The worst taxes of all are debt deflation (loss of value of your assets while your debt remains unchanged) and inflation (loss of value of your savings). We are facing both now; my guess is that the house price crisis will be resolved by massive general inflation due to the printing of money (and so foreign bondholders will share in that "tax"). But then I'm only halfway through Galbraith's book on the Great Depression and Christina D. Romer's article on "What Ended the Great Depression?" -- so what do I know.

Reply to
mugglefuggle

That is a good idea.
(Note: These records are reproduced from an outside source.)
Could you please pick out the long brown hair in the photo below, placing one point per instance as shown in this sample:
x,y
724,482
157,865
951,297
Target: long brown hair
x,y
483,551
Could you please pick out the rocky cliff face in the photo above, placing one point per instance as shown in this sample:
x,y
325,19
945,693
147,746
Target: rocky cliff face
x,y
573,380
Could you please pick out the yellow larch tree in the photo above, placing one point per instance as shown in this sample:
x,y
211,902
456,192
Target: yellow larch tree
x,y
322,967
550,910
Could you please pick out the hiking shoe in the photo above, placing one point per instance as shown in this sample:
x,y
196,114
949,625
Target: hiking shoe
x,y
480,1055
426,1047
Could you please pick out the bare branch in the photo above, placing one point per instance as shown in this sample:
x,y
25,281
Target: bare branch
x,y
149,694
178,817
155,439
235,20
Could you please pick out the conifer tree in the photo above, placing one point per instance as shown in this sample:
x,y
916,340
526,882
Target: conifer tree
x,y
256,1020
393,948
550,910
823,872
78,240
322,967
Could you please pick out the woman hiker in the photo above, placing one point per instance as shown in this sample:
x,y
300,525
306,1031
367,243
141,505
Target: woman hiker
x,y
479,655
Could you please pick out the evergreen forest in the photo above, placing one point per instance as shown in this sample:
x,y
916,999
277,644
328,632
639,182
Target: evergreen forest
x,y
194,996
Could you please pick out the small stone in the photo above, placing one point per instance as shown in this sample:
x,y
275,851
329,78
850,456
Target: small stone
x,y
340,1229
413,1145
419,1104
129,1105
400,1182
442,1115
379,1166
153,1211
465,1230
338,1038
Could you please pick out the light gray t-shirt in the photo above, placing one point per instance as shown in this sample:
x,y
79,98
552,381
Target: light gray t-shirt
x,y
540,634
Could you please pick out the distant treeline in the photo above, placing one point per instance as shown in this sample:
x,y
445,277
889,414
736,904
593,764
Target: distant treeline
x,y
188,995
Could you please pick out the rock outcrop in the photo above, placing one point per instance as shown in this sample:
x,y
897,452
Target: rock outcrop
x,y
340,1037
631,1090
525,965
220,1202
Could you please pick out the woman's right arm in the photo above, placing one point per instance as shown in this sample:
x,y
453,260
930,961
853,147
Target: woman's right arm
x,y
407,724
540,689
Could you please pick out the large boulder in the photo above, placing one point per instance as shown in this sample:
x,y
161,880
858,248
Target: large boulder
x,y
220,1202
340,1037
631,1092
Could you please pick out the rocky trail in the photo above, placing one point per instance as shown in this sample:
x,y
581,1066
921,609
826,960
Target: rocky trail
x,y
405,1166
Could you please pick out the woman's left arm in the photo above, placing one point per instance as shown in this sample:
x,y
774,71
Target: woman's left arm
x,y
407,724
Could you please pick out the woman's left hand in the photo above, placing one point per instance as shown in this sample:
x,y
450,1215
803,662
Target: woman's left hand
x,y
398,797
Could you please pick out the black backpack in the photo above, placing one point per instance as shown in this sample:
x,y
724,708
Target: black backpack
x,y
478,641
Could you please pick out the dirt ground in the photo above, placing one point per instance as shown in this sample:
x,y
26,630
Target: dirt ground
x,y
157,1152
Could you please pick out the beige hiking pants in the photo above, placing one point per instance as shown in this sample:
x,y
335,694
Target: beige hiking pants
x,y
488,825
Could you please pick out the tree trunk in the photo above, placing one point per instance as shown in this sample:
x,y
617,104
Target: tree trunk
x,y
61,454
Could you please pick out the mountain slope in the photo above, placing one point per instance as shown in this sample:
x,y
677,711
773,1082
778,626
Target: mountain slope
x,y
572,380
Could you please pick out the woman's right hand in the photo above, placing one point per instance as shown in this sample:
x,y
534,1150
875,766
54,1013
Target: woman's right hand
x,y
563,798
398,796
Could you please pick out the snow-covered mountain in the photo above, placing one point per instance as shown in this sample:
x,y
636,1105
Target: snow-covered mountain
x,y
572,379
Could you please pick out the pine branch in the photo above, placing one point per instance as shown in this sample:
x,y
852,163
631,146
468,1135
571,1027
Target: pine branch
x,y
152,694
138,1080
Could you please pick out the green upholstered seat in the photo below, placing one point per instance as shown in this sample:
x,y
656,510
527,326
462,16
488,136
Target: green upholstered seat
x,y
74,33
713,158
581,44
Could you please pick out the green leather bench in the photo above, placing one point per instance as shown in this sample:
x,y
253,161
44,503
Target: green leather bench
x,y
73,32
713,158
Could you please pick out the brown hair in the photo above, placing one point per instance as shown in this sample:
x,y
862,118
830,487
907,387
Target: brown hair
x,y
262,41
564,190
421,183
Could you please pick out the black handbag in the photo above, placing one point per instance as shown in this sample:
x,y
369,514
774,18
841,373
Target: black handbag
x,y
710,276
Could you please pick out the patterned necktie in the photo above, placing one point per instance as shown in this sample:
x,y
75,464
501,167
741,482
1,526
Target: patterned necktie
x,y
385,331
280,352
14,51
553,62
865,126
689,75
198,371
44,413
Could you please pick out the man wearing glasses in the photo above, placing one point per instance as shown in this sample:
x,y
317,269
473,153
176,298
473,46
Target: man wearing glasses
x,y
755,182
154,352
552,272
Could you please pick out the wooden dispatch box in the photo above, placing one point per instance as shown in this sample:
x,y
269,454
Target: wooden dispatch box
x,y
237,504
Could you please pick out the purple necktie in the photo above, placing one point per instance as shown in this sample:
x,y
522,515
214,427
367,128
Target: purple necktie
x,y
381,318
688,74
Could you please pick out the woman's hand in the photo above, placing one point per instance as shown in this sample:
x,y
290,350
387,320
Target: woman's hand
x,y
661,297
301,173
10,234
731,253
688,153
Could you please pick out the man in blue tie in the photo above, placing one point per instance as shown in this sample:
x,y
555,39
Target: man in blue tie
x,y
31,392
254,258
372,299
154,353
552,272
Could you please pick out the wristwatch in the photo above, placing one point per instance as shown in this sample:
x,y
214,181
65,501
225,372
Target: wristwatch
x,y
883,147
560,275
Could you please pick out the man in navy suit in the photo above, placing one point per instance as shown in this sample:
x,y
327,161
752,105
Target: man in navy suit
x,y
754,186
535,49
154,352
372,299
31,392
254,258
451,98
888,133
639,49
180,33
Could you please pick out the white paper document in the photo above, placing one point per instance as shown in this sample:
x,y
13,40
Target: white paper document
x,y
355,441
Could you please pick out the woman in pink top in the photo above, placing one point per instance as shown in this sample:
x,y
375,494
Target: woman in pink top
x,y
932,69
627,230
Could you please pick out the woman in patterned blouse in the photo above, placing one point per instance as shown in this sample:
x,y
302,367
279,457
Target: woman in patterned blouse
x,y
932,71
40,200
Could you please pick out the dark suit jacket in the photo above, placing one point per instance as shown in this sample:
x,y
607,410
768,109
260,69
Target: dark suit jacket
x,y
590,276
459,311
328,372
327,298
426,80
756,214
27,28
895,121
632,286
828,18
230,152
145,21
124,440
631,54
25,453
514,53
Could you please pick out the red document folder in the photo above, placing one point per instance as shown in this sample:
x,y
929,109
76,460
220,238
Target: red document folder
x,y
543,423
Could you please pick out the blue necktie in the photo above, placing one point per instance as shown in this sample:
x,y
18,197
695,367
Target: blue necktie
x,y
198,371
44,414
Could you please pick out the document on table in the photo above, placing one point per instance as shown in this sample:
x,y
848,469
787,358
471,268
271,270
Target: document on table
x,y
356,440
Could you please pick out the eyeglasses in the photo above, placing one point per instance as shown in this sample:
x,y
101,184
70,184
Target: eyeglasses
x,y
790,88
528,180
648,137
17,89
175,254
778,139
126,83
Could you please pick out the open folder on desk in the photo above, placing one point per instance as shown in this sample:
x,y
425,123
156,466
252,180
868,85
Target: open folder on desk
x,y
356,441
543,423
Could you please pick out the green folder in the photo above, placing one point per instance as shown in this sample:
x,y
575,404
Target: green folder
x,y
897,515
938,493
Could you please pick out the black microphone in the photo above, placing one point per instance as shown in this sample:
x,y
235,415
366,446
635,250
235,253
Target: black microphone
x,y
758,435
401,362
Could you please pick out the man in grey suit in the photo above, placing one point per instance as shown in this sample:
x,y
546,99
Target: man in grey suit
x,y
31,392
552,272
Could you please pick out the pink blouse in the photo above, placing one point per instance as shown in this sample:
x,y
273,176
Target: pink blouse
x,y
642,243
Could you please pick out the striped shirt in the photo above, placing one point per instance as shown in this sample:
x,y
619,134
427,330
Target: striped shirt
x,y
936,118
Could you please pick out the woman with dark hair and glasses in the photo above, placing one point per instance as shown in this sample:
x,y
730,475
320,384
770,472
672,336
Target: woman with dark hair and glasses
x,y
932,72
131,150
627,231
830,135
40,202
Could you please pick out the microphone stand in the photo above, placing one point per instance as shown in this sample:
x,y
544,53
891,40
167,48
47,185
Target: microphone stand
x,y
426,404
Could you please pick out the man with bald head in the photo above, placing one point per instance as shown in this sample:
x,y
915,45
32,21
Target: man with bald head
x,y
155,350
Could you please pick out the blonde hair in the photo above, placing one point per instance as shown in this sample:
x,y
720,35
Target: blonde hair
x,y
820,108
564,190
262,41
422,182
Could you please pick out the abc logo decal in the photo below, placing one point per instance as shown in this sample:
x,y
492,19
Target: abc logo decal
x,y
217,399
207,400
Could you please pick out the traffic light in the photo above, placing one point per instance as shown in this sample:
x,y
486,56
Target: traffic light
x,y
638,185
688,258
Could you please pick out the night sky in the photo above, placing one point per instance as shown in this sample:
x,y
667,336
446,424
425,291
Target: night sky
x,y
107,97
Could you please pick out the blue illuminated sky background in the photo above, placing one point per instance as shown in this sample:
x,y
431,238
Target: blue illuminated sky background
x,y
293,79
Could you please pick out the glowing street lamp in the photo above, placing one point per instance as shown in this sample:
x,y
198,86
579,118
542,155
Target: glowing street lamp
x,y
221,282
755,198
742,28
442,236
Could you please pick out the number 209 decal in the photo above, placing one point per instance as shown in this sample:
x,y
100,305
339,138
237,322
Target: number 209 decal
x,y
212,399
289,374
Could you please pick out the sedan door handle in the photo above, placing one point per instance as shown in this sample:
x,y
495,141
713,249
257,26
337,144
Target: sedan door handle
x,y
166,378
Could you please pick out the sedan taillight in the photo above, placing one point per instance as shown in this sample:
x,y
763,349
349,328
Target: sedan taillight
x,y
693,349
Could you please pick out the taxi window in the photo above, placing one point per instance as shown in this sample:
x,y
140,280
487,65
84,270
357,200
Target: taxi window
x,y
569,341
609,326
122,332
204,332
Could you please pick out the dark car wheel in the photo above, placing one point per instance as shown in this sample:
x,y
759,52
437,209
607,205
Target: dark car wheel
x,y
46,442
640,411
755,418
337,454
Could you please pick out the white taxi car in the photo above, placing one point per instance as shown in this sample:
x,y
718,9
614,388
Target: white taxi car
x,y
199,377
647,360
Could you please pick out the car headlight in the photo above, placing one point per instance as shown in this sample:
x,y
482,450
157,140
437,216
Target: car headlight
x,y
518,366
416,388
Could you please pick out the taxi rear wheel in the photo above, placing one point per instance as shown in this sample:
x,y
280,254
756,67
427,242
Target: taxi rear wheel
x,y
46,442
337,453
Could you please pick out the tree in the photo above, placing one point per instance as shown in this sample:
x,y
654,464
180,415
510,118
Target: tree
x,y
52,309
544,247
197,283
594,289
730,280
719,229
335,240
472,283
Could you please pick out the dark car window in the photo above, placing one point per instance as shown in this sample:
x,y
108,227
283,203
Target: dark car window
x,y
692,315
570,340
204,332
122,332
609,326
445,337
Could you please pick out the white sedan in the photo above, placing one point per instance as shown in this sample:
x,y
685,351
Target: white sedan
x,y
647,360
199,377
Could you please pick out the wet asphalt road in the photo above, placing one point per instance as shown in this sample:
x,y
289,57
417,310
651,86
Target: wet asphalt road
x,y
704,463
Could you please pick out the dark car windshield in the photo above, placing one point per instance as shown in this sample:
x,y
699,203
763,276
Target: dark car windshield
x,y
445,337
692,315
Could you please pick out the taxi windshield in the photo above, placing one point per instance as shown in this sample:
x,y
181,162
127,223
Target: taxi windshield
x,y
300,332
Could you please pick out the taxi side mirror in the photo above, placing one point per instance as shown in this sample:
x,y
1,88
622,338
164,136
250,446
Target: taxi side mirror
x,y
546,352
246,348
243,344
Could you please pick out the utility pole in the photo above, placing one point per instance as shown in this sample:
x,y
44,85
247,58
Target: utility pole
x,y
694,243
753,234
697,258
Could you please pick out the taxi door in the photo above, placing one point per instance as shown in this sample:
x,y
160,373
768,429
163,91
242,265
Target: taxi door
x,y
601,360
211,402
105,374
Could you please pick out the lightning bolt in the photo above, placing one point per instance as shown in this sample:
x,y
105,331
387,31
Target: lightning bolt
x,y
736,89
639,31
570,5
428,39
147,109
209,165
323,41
Basically, each quarter I would have a new file that contains the cumulative income (etc) up to that point, and then pay the total taxes owed minus whatever I already paid the previous quarters.

No doubt, but said spreadsheet is a jumble of data and equations, and trying to separate the data into one worksheet and the equations into another would be a monstrous undertaking of reverse engineering for someone that did not write nor understand the structure of the logic.

The easy solution would be write a Perl script that turned a bunch of published equations into Perl or Matlab or Octave or VB. It should not be all that much work if only equations and formulas were published. Too bad they are not.

I burned myself before, hence the current interest in the topic :-)

I'm one of those less common cases where it really has been making a difference lately.

Lots of good advice today. I think the moral of the story is that the world needs open-source tax software that is user-extensible. That could get really exciting (in a good way :-)).